Earlier, the only methods that worked when you needed to transfer cash to something were to physically hand over hard cash or use a cheque or a draft. These methods proved cumbersome, time taking and added to unaccounted transactions. With the recent improvements in the technology used by banks and the impetus on bringing in digital inclusion, there is more than one method of carrying out cash/fund transfer between individuals or businesses. Read on to know more about them.
What is RTGS?
Real-Time Gross Settlement, an innovation of the Indian banking and financial system, refers to the system of settling any payments that have been placed by an individual. This is done across the books of a central bank of India or the RBI. This process is resorted to in the case of large value interbank transfers.
How does RTGS Work?
The words real-time implies that the settlement happens as soon as the receiving bank gets the funds transferred from the sender bank. The word gross settlement implies that transactions are handled and settled at an individual level without bunching them up.
In India, funds above Rs. 2,00,000 can be transferred through RTGS. The maximum amount that can be transferred is Rs. 10,00,000. The RTGS transaction can be initiated through internet banking or by visiting the nearest bank branch.
What are the advantages associated with RTGS?
Using the RTGS method to transact reduces the delivery risk (especially of high value transactions) and a time lag in completion of transactions as the transactions happen in real time. There is a smaller window for critical information to be exposed to vulnerabilities and cyber security attacks.
What are the disadvantages associated with RTGS?
A higher charge is incurred in the case of RTGS payments. There are specific limits to the amounts that can be transferred through this system at once. Also, the customer cannot trace the transaction – only a positive confirmation is received by the remitting bank regarding the fund transfer from the RBI.
What is NEFT?
NEFT or National Electronic Fund Transfer is a fund transfer system that operates on a Deferred Net Settlement (DNS) basis as the settlement is done in batches and not real-time. The payables and receivables are netted and then settled by the originator and receiver bank via the clearinghouse of the central bank.
What are the advantages associated with NEFT?
It is a simple, paperless system that requires no cheque book or demand draft for transferring funds. The facility is available on all days of the year and no charges are levied on the bank account of the customer for online NEFT transactions. There is near real-time funds transfer to the beneficiary account and settlement is completed in a simple and secure manner.
What are the disadvantages associated with NEFT?
The main disadvantage associated with NEFT is that it is a technical alternative for transferring of funds that customers might find difficult to navigate through initially. The funds are also exposed to the risks of cyber security threats.
What is IMPS?
Immediate Payment Service or IMPS refers to the money transfer mechanism that transfers funds instantly. The service is available on one’s mobile phone making it a very convenient mode of fund transfer. This service was launched in the year 2010 by the National Payment Corporation of India (NPCI).
What are the advantages associated with IMPS?

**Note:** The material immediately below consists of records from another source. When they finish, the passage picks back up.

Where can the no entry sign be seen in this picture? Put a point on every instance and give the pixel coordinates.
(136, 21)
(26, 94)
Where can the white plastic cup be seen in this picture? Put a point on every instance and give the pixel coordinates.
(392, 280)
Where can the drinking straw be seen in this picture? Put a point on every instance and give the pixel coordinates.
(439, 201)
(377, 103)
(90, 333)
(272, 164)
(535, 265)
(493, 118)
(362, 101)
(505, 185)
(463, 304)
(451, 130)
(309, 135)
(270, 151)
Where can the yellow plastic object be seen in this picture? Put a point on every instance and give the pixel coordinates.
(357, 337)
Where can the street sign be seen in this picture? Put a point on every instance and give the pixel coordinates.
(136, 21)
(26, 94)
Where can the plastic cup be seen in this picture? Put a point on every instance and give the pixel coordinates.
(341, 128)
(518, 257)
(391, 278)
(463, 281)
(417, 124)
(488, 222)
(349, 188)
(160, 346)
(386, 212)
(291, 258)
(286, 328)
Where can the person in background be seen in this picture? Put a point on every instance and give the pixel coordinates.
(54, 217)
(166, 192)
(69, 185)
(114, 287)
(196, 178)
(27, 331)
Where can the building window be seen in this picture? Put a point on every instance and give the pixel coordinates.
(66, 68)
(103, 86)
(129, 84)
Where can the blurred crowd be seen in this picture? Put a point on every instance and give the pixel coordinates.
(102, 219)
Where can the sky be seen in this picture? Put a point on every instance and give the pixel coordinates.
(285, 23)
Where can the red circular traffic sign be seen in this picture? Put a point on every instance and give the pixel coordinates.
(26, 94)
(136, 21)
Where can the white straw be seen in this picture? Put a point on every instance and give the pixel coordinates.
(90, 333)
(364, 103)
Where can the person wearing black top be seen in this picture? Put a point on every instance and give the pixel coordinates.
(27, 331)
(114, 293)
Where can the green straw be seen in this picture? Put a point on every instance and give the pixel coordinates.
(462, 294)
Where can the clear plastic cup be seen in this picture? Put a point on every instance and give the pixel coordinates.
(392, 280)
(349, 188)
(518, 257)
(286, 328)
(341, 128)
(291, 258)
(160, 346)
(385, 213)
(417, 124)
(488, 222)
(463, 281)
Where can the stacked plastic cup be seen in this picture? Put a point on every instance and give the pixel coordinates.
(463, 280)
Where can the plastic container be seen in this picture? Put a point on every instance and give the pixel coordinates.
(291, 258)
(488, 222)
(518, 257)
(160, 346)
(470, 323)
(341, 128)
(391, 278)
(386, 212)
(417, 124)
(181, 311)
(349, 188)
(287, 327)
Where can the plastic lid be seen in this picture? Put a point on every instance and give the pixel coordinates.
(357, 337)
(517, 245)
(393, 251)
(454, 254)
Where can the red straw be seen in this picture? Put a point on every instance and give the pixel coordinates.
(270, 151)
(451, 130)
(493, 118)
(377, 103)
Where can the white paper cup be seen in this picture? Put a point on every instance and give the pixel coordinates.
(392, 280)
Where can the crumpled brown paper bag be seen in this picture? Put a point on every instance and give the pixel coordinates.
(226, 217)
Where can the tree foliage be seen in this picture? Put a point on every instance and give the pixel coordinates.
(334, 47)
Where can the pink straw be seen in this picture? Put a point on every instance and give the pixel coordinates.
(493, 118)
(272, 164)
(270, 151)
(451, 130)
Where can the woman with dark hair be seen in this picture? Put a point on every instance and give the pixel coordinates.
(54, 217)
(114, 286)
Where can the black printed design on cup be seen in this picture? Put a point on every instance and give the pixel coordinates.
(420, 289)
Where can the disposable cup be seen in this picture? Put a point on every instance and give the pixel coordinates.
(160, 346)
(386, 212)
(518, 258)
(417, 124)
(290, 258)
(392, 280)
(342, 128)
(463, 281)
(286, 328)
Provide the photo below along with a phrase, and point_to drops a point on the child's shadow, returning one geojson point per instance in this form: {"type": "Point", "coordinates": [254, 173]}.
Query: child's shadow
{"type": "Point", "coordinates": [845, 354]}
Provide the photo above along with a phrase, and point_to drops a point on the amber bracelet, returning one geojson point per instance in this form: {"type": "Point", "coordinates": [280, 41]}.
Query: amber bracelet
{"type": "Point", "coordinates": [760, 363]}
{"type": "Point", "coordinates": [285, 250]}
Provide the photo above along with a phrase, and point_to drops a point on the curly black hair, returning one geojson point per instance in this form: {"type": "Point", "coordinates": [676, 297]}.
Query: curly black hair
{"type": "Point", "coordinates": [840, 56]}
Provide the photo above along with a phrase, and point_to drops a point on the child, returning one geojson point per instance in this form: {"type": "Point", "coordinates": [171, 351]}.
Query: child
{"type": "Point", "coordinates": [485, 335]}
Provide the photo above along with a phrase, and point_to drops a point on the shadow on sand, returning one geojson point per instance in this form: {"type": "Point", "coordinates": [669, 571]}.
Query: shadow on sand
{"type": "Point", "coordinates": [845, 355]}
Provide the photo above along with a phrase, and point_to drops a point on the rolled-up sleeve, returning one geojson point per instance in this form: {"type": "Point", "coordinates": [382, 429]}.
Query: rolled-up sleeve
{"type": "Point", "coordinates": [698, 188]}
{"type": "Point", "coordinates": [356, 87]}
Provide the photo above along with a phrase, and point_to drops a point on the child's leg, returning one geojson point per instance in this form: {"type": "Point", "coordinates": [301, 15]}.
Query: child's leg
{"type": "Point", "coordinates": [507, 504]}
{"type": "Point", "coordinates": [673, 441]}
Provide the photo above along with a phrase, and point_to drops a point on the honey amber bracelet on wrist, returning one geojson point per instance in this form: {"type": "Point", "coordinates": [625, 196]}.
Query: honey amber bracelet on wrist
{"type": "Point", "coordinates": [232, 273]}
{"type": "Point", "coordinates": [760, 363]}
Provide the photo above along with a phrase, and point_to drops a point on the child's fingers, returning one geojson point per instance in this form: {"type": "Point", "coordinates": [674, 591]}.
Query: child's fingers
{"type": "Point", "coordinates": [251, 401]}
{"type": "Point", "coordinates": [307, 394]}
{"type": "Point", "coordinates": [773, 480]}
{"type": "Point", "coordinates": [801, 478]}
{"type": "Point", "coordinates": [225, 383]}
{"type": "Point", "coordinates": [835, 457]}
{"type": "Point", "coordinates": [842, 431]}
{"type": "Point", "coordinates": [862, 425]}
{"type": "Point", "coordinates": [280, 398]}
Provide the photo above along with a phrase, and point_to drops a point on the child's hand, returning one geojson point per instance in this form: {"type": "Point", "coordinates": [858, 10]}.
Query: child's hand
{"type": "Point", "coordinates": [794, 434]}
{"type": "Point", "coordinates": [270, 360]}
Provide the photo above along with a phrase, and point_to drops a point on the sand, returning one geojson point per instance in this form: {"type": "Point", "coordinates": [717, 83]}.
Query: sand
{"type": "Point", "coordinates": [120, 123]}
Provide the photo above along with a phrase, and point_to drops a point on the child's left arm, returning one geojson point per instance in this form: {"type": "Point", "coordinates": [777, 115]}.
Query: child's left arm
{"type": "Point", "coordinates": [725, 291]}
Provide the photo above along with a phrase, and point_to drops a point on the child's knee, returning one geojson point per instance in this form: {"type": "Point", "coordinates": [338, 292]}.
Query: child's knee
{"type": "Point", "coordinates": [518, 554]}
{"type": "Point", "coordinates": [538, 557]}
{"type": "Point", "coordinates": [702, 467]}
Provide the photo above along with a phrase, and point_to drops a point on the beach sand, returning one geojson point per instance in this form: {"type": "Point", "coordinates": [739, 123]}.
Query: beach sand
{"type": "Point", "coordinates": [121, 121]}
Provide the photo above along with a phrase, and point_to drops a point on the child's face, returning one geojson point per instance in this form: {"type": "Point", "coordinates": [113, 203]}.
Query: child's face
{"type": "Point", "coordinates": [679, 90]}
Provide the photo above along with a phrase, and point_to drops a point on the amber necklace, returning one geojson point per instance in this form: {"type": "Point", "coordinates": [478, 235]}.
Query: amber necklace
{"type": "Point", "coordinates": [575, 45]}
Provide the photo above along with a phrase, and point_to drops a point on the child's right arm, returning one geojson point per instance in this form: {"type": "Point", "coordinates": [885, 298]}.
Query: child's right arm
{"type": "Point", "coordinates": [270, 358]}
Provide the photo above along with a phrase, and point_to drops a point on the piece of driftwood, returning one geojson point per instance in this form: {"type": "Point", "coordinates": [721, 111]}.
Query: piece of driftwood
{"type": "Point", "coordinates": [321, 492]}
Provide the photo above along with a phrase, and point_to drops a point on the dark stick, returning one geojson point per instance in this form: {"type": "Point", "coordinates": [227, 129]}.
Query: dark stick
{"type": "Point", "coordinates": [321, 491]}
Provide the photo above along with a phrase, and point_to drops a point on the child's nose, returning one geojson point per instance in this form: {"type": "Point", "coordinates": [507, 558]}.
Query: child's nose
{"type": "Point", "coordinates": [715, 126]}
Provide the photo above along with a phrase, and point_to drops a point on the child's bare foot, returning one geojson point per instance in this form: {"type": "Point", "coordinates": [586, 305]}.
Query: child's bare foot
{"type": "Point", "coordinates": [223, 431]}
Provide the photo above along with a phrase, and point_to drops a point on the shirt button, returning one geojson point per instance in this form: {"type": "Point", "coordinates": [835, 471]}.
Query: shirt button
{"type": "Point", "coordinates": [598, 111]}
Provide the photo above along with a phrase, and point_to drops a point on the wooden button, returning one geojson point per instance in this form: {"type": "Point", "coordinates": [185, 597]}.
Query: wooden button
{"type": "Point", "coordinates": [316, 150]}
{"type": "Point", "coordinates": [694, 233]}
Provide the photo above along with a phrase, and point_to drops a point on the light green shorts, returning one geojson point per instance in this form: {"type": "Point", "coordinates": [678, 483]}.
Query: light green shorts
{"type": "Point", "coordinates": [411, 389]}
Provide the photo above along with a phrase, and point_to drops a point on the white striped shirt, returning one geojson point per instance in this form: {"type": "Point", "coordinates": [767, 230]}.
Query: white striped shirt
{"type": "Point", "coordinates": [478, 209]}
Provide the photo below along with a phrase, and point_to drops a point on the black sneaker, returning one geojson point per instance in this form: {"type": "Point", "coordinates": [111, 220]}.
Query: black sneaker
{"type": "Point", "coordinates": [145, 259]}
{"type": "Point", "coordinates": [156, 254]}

There are numerous advantages associated with transactions in IMPS – the fund transfers can be done with the help of MMID, Aadhaar number, and mobile number, the transaction is safe and cost-effective, it is available 24/7 and the money gets credited to the beneficiaries account in a matter of a few seconds.
What are the disadvantages Associated with IMPS?
There is a maximum limit of Rs. 2,00,000 that can be transferred through IMPS (though this limit might vary). As secure as the system is, it is still vulnerable to some cyber security threats.
Difference Between RTGS, NEFT and IMPS
There are numerous differences that exist between the RTGS, NEFT and IMPS modes of fund transfer. The differences are listed below –
|Meaning||It is a real time fund transfer that happens for high value transactions between two individual accounts.||It is a one-to-one fund transfer that occurs on a half an hour basis.||It is a real time, instant interbank fund transfer that is managed by the NPCI.|
|Minimum transfer value||Rs. 2,00,000||Re. 1||Re. 1|
|Maximum transfer value||Rs. 10,00,000||No limit||No limit|
|Settlement type||Real time basis||Done every half an hour||Real time basis|
|Payment option||Both online and offline payment can be done||Both online and offline payment can be done||Only online payment mode|
|Inward transaction charges||No charges||No charges||Charges as per the bank|
FAQs on RTGS, NEFT, and IMPS
If the funds are not credited to the beneficiaries account, then the originating bank will revert the funds within a period of one hour or before the end of the business day, whichever is earlier.
RTGS can be used for interest payments, loan payments, supplier payments, tax payments, trade payments, hedging, cash management transfer and securities transactions.
Yes, RTGS can be rescheduled in advance with prior intimation to the bank. This has to be done three working days prior.
All three services are available 24/7 and are convenient to complete.
Merchant payments can be done with the help of IMPS at any time of the day. Even NRI customers can transfer money through IMPS.